Song expects states to learn from each other, so the report highlights examples of how some are handling the transition.
In the Care Center
Connecticut is one of the states highlighted in the report.
In Connecticut, the districts have the advantage of an active state infrastructure. The State saw a constant increase in programs where schools put devices in the hands of students even before the pandemic, says Doug Casey, executive director of the Connecticut Educational technology Commission. Even so, Esser's funds were useful for the final obstacle: make sure almost all students had devices. That is important: it can have a large broadband connection outside the school, but without a device dedicated not long ago, says Casey.
The State Digital Capital Program is led by a dedicated commission focused on online learning, the Commission for Educational technology, which analyzes policies and programs in all schools. Casey says that almost all intermediate and secondary schools in the state are investing in device programs, pointing out Commission data.
But financing is still a problem.
With missing federal funds, the commission has encouraged schools to budge creatively. That means launching a critical eye of expenses and questioning whether the new digital environment means that they can recover some, says Casey. The state has a board, used by approximately one third of the districts, which tracks the use of edtech, which gives districts information on which software licenses are really being used and, therefore, are valuable. Help districts to make sure every dollar tells, says Casey.
The State is also trying to show the districts where you can find cuts. For example: they can trust digital instruction materials, or open educational resources (REA) compiled by the State, instead of expensive printed curricular materials. Ideally, technology investments can be the entrance door to cost savings over time, says Casey.

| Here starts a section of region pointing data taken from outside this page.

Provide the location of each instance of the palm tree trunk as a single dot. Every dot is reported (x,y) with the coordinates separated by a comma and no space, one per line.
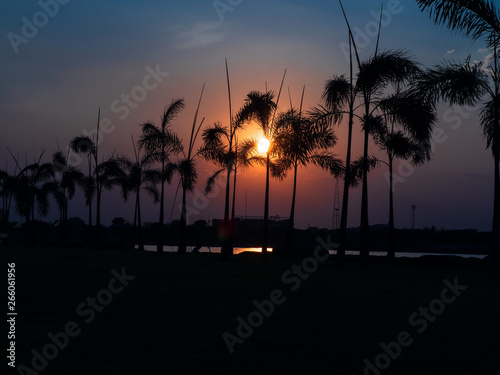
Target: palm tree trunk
(183,229)
(139,223)
(159,246)
(391,248)
(496,209)
(98,216)
(266,211)
(226,249)
(345,195)
(291,222)
(134,224)
(233,208)
(364,229)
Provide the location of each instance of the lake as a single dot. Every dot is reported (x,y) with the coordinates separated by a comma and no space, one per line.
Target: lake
(238,250)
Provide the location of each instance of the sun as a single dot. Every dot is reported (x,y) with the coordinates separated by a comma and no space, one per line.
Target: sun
(263,145)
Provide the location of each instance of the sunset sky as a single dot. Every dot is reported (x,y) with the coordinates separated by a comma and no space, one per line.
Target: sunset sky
(91,54)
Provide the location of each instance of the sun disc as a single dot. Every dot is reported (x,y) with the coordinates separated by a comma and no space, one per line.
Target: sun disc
(263,145)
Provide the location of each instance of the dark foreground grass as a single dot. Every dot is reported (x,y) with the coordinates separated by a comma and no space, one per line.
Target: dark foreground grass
(171,318)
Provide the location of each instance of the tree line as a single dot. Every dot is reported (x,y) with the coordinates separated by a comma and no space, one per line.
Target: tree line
(389,94)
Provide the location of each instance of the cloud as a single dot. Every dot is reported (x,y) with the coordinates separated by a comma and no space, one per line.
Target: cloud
(200,35)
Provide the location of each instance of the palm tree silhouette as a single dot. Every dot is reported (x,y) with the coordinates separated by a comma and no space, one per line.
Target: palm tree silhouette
(403,131)
(139,176)
(7,189)
(339,99)
(66,178)
(465,84)
(32,189)
(384,70)
(188,176)
(86,146)
(261,108)
(160,142)
(299,141)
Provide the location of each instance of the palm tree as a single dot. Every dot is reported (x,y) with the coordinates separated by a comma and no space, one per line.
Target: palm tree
(261,108)
(298,140)
(403,131)
(66,178)
(32,189)
(220,147)
(188,176)
(466,83)
(385,70)
(139,176)
(7,189)
(160,142)
(375,75)
(339,98)
(86,146)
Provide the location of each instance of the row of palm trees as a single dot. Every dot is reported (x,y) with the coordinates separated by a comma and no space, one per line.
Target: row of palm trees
(390,95)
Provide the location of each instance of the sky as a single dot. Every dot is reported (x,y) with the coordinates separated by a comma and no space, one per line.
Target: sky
(62,60)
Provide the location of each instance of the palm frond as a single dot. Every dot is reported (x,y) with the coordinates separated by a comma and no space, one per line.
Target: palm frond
(211,181)
(474,18)
(462,84)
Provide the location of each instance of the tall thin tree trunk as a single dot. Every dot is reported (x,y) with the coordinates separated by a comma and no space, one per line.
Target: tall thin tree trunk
(134,224)
(291,222)
(226,249)
(139,223)
(364,226)
(495,256)
(233,208)
(391,248)
(98,215)
(496,210)
(347,184)
(183,229)
(159,246)
(265,230)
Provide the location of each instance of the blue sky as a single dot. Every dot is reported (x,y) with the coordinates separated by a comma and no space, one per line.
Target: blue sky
(89,54)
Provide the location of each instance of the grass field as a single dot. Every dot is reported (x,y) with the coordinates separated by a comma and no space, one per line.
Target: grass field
(170,319)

Nationally, things are changing quickly.
Choppy waters
Without help, schools are aggressors.
The recent breach of Powerschool, a K-12 software company based in California that serves 18,000 schools and approximately 60 million students, underlines the vulnerability of the school to cyber threats, says James, of the Center for American Progress. (Is Currently unknown how many students were affected by the violation).

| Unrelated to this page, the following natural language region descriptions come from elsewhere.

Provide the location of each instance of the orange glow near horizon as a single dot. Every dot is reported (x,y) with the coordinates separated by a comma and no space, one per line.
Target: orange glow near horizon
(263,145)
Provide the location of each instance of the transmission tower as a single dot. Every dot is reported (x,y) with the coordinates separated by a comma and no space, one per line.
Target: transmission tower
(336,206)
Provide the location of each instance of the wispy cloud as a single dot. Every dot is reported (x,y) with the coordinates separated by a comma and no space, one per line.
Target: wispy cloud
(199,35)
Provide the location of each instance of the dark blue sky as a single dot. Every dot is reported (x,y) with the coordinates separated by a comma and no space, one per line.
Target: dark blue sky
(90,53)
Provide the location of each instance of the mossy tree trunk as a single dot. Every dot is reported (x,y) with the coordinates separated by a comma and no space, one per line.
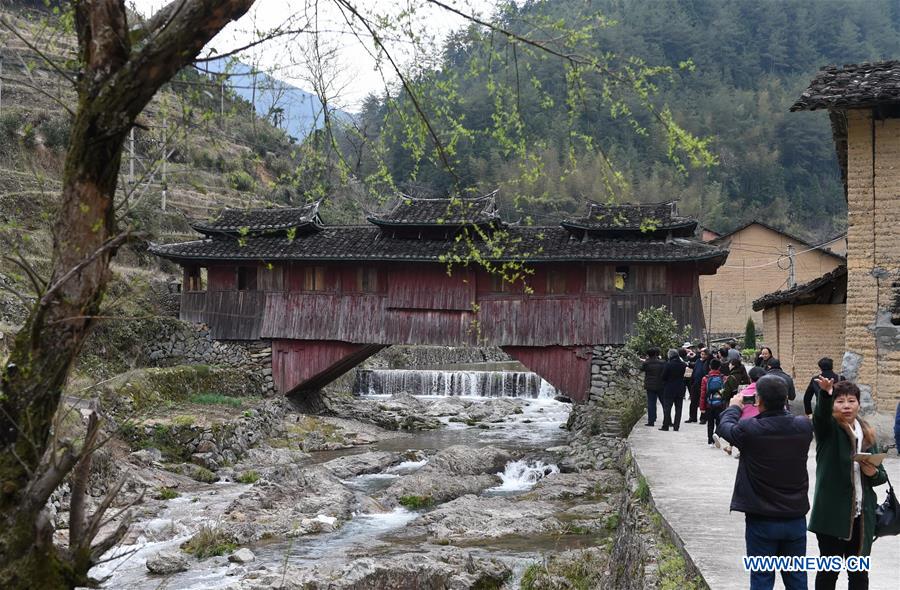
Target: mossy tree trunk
(121,70)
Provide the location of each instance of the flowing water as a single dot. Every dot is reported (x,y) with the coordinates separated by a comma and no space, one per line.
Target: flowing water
(538,427)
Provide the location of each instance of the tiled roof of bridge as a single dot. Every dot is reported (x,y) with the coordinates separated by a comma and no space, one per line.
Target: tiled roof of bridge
(411,211)
(824,289)
(259,221)
(632,217)
(852,86)
(535,244)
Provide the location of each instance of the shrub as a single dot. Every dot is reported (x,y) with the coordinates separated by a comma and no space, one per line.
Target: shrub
(416,502)
(209,541)
(248,477)
(656,326)
(216,399)
(240,180)
(165,493)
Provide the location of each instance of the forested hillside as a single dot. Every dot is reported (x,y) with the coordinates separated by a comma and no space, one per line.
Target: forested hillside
(749,60)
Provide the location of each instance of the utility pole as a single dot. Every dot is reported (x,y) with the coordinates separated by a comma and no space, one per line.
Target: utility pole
(165,158)
(131,156)
(792,279)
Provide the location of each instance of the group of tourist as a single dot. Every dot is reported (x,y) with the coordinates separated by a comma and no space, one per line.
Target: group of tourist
(747,414)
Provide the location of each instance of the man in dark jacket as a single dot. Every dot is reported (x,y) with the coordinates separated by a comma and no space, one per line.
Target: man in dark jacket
(826,369)
(700,368)
(653,368)
(673,390)
(774,368)
(772,483)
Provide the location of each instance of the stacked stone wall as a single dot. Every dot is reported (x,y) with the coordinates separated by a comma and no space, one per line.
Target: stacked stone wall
(873,192)
(183,343)
(808,333)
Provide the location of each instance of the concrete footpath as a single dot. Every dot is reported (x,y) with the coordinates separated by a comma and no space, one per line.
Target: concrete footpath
(691,485)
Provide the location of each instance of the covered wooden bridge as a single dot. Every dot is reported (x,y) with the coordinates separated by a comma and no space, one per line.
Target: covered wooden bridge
(328,297)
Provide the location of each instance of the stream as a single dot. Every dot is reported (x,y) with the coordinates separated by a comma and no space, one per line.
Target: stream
(526,435)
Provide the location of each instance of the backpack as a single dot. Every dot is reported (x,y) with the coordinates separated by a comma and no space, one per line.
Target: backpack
(715,399)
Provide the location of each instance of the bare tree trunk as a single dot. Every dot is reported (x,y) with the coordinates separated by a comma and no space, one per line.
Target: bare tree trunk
(116,83)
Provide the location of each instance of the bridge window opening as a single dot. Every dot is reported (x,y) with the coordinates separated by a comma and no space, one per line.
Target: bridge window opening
(314,278)
(367,280)
(600,279)
(556,282)
(247,278)
(195,278)
(624,282)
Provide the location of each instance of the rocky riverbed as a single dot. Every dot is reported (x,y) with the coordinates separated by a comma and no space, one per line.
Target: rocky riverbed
(389,492)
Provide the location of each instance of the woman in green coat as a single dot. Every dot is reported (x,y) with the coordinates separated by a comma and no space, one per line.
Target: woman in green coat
(843,512)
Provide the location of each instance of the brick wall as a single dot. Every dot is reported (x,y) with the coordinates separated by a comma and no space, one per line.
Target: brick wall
(801,335)
(729,294)
(873,263)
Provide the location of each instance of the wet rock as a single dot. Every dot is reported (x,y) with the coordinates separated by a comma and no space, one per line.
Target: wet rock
(439,568)
(426,488)
(362,464)
(465,460)
(168,561)
(473,518)
(242,555)
(290,501)
(564,486)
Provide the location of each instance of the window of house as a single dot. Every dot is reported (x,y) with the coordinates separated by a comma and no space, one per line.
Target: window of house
(195,278)
(314,278)
(246,278)
(367,280)
(600,278)
(556,282)
(623,280)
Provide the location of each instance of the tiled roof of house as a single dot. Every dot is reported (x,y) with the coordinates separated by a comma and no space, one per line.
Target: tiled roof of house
(852,86)
(653,217)
(259,221)
(411,211)
(829,288)
(533,244)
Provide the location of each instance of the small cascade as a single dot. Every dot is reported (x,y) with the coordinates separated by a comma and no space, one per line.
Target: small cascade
(520,476)
(453,383)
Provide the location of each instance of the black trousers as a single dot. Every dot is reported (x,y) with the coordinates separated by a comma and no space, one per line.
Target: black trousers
(712,421)
(829,545)
(695,403)
(670,400)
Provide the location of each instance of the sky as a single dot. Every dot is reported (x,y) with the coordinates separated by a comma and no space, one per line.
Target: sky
(351,74)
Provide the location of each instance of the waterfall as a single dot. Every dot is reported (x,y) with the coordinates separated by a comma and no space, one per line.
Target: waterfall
(521,475)
(453,383)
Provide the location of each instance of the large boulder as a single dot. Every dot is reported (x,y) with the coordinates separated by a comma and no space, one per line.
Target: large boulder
(362,464)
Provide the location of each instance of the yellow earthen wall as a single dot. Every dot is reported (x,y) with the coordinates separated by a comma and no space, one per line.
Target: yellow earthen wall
(728,295)
(873,241)
(807,333)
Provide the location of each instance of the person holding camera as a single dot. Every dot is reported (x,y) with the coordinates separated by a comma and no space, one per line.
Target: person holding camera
(843,513)
(772,482)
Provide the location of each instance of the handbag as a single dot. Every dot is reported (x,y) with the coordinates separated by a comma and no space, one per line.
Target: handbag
(887,515)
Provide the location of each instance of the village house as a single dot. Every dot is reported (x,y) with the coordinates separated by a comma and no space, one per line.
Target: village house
(863,103)
(758,263)
(327,297)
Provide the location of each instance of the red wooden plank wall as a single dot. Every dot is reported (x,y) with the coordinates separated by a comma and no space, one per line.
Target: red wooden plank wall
(296,362)
(566,368)
(222,278)
(429,287)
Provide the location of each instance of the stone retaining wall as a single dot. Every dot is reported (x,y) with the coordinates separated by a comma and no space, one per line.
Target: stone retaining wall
(182,343)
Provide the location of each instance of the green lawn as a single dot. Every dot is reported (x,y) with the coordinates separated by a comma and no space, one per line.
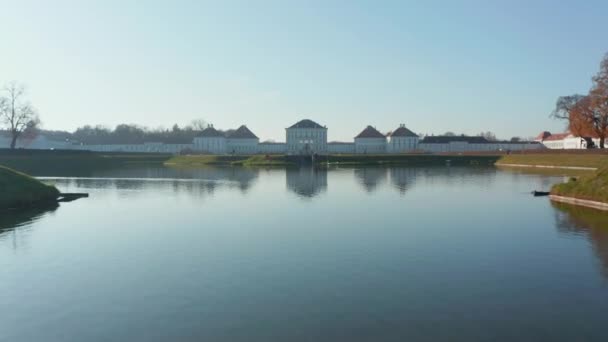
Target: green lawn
(19,190)
(557,159)
(589,187)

The districts lack financial resources, infrastructure and experience to protect themselves and the students, says James. But the current administration could ensure that schools are not soft objectives, he adds.

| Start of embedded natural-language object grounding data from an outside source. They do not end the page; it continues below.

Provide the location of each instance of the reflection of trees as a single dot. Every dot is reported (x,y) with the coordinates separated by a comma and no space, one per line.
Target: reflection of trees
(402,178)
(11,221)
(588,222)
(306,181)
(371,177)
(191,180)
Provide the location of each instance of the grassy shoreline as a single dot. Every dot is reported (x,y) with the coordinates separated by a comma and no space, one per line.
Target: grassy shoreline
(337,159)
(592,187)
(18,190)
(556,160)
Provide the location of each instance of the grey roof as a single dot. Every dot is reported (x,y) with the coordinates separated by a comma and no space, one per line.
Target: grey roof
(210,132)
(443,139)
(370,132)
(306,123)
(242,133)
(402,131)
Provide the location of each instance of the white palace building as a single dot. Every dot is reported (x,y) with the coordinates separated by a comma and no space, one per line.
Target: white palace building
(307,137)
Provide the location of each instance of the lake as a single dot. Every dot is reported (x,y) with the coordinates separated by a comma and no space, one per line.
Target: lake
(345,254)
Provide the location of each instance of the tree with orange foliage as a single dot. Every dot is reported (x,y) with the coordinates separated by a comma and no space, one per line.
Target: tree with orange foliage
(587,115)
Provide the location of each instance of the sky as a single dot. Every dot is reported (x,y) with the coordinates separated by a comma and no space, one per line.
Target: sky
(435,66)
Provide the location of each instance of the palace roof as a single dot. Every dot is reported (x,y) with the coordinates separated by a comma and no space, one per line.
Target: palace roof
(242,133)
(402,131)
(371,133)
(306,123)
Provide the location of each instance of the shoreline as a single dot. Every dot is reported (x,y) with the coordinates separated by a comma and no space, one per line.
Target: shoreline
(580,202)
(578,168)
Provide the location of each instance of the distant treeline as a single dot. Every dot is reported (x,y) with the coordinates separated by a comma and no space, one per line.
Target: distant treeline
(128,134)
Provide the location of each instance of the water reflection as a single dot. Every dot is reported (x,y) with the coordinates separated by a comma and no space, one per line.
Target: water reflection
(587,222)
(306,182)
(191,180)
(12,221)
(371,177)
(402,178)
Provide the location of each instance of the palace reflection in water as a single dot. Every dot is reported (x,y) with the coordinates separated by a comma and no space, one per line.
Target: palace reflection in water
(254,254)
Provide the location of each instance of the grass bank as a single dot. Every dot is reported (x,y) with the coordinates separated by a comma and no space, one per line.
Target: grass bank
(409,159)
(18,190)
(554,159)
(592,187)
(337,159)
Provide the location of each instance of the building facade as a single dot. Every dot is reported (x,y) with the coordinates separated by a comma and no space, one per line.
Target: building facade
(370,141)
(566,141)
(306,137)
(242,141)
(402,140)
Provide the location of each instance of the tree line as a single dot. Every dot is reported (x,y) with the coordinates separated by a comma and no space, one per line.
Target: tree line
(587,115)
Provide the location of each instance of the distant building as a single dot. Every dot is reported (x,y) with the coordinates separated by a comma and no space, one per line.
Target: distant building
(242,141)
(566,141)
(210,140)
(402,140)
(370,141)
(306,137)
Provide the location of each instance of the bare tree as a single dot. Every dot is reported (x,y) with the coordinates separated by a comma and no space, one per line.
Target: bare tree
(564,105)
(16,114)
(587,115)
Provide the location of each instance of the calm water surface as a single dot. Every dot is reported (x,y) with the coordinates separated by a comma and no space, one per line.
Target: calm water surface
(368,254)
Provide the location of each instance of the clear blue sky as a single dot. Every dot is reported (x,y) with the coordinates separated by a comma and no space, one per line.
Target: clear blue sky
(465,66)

However, the administration itself can represent an obstacle to digital access, since it works to cut capital programs.
When assuming the position, President Trump issued a Executive action To reverse what the directive called the diversity, the “radical and wasteful” diversity programs and initiatives. Following the order, hundreds of government websites that refer to diversity or equity were censored, and federal staff has been forced to say goodbye, says James.
This could affect the impulse for greater digital access. For example, the recently reviewed National Educational technology Plan of the US Department of Education meant as a comprehensive national vision for the closure of digital divisions, widely adopted equity.
The Trump administration is also It is expected to try to dismantle widely The Department of Education, adding more precariousness.
The National technology Plan has not yet been affected, according to James. But she says it is worth paying attention to whether there is any inconvenience in the federal government's commitment to digital equity.
Currently, the results of these actions are not clear, says James.